Thinking Of You
Comparisons
are easily done
Once you've had a taste of perfection
Like an
apple hanging from a tree
I picked the ripest one
I still got
the seed
Five years. Five long, sorrowful, painful years. That's how long it's been since Edward was killed. Victoria, Riley, and Benjamin had gotten to him before Jacob and Sam could get to where we were. The wolves, plus Jasper and Emmett, took them down. But too late. Too late for Edward. Too late for my love, my life. My world.
You
said move on
Where do I go
I guess second best
Is all I
will know
Jacob was all I had left. He's been trying to fix me all this time. I care about him, I really do. But its nothing like it was with Edward. Jacob isn't my soul mate, the love of my existence like Edward was.
Cause
when I'm with him
I am thinking of you
Thinking of you
What
you would do if
You were the one
Who was spending the night
Oh
I wish that I
Was looking into your eyes
I have pictures of him. But that's all. All that's left of the man who meant everything to me. Everything, and then some. I don't know how to get past him. I don't think I can. I'm nothing without him. I'm just an empty shell without him. Life and meaning are gone.
You're
like an Indian summer
In the middle of winter
Like a hard candy
With a surprise center
How do I get better
Once I've had
the best
You said there's
Tons of fish in the water
So the
waters I will test
I know it was his original plan to stay away from me and let me pick someone else, someone natural for me, as he said. Someone human. Someone healthier for me. So I finally said yes to Jacob.
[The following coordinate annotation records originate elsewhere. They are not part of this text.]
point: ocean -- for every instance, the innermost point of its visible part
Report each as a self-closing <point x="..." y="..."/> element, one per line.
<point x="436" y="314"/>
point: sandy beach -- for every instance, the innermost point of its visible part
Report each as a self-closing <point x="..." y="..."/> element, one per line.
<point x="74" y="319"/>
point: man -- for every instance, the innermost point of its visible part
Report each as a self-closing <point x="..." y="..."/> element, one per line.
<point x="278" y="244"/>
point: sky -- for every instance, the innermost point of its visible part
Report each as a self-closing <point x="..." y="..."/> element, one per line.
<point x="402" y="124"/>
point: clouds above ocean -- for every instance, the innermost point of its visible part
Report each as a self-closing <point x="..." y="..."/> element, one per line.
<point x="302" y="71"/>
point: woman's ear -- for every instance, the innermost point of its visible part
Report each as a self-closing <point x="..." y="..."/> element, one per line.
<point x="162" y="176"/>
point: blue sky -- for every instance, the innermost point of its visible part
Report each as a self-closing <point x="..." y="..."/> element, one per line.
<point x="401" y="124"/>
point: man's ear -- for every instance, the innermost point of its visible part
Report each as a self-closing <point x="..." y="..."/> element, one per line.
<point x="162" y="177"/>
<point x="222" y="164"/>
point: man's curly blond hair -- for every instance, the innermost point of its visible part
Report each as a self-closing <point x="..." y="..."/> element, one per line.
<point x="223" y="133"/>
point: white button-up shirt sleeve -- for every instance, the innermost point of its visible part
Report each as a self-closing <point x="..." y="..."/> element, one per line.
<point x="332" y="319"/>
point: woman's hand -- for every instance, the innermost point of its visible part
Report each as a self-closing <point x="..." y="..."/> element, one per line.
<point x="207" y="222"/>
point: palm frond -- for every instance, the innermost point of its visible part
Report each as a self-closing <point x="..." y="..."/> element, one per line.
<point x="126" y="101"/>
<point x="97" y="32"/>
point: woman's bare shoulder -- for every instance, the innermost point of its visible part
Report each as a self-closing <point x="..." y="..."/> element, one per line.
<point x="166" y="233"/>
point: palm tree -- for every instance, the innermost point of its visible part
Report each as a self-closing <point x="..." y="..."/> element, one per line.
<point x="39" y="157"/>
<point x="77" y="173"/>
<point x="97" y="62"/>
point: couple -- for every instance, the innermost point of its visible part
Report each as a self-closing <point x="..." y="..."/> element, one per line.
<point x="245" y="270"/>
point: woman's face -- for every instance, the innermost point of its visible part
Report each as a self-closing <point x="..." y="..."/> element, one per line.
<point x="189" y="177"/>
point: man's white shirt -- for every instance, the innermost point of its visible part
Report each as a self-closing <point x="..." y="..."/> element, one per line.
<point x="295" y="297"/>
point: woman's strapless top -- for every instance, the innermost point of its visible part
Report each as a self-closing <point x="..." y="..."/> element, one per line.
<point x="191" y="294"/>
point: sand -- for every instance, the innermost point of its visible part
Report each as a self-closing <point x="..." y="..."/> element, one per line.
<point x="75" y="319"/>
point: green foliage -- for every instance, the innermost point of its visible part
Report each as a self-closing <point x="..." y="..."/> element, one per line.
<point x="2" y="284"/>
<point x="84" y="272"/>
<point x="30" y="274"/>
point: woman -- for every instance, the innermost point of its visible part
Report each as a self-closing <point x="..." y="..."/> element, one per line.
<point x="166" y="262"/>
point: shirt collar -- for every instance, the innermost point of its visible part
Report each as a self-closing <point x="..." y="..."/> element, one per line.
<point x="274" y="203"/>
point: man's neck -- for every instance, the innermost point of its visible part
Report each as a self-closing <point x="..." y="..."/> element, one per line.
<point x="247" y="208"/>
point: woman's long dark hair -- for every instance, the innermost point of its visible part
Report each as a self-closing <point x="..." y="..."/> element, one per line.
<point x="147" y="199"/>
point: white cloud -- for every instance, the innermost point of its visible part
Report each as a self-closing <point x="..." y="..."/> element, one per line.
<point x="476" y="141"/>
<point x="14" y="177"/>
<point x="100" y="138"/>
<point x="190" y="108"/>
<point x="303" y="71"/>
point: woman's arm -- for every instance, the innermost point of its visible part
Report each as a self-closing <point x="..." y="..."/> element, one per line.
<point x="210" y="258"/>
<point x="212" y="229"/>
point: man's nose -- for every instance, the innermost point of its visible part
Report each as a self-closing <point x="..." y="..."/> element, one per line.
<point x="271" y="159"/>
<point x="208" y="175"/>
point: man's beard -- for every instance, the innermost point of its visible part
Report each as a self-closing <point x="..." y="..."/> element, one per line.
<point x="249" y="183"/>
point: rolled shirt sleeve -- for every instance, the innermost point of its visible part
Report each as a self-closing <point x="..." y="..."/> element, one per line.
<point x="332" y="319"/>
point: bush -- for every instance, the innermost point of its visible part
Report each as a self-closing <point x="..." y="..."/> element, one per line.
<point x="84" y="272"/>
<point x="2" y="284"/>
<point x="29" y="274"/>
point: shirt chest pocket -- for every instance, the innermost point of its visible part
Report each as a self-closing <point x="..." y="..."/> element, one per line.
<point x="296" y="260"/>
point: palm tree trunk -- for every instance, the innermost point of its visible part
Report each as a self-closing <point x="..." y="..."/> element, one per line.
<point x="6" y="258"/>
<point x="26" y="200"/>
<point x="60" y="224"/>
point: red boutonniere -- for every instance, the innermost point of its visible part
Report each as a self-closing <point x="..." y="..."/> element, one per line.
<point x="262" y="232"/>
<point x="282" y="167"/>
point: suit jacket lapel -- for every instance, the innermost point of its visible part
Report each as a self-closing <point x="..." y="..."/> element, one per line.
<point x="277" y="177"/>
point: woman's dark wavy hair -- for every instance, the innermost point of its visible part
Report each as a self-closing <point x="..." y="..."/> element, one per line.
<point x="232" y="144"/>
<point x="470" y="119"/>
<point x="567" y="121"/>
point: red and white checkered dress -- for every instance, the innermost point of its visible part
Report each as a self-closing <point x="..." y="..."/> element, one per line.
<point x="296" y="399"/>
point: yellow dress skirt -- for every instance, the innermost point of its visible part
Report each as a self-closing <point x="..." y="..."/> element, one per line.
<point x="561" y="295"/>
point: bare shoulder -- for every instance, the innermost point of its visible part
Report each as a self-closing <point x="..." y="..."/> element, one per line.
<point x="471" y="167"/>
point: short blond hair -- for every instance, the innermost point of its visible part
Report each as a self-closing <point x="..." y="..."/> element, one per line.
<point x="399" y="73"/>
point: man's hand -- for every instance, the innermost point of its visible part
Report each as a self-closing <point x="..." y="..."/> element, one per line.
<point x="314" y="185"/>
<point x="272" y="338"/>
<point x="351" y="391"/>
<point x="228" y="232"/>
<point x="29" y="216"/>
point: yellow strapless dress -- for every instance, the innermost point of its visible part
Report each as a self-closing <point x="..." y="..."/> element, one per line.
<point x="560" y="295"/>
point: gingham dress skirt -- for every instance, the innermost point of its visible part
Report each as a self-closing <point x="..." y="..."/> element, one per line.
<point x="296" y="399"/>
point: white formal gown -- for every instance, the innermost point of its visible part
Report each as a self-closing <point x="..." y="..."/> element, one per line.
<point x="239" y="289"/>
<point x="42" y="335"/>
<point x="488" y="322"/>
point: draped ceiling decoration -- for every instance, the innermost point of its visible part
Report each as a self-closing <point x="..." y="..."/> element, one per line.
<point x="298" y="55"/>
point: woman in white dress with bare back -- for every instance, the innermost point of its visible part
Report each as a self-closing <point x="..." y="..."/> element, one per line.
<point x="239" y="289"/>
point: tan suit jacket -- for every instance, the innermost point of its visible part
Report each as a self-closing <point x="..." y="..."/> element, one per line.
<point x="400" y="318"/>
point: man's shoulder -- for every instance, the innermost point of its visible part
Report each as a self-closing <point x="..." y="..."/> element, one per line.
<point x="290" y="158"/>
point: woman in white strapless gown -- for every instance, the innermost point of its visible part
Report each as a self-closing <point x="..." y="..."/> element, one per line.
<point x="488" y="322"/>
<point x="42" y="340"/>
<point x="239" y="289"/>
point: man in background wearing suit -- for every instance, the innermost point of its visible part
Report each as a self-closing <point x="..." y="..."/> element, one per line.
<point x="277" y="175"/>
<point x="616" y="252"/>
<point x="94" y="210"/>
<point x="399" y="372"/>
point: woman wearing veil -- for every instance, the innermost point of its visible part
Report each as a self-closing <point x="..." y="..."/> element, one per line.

If I can make him happy, that's something, right? Maybe I can start to be a little happier with him too. I really don't know.
He
kissed my lips
I taste your mouth
He pulled me in
I was
disgusted with myself
At first, though, I couldn't even look at Jacob. I couldn't look at anyone, really. Those first three months were bad. Really bad. Charlie almost had to check me into the hospital. I barely ate. I couldn't sleep. Whenever I did, I had horrible nightmares. They would start out wonderful, Edward and I in our meadow, just being together. I can smell his sweet scent, taste his lips on mine. Then the vampires come in, and they kill him, right in front of me. Again and again and again. I hear the metallic screech of my life being ripped apart, smell the thick smoke of my whole world being set on fire. And I wake up screaming like never before. And I can't stop for about 10 minutes every time.
Cause
when I'm with him
I am thinking of you
Thinking of you
What
you would do if
You were the one
Who was spending the night
Oh
I wish that I
Was looking into...
When Jacob holds me, I crave a different embrace. A cold, marble-like god holding me. I look into Jacob's warm brown eyes, and I miss the ocher eyes I haven't seen in so long. I feel his softer, hot, dark skin, and I long for the cold, hard, white skin of the one I was going to spend the rest of my life, and several more after that with. I look at Jacob, and I can't breathe right. I look at Jacob and I want to see Edward.
You're
the best
And yes I do regret
How I could let myself
Let you
go
Now the lesson's learned
I touched and I was burned
Oh I
think you should know
I hate myself everyday for not insisting that Edward take me far away from that fight with him. Continents away. I will hate myself everyday of the rest of my life for not making sure my world was safe. My angel. My angel is gone.
Cause
when I'm with him
I am thinking of you
Thinking of you
What
you would do if
You were the one
Who was spending the night
Oh
I wish that I
Was looking into your eyes
Looking into your eyes
Looking into your eyes
I wish I could see Edward's eyes again. The ones that hypnotized me with one glance. The ones that brimmed with love every time he looked at me. The ones I will never, ever see again.
Oh
won't you walk through
And bust in the door
And take me
away
Oh no more mistakes
Cause in your eyes I'd like to stay...
Sometimes,
I forget. I think he'll knock on the door, sneak in through my
window once again. And then I remember he never will again, and it's
that much harder.
I miss you. I love you. Edward…wait for me,
wherever you are. We'll be together again, my love.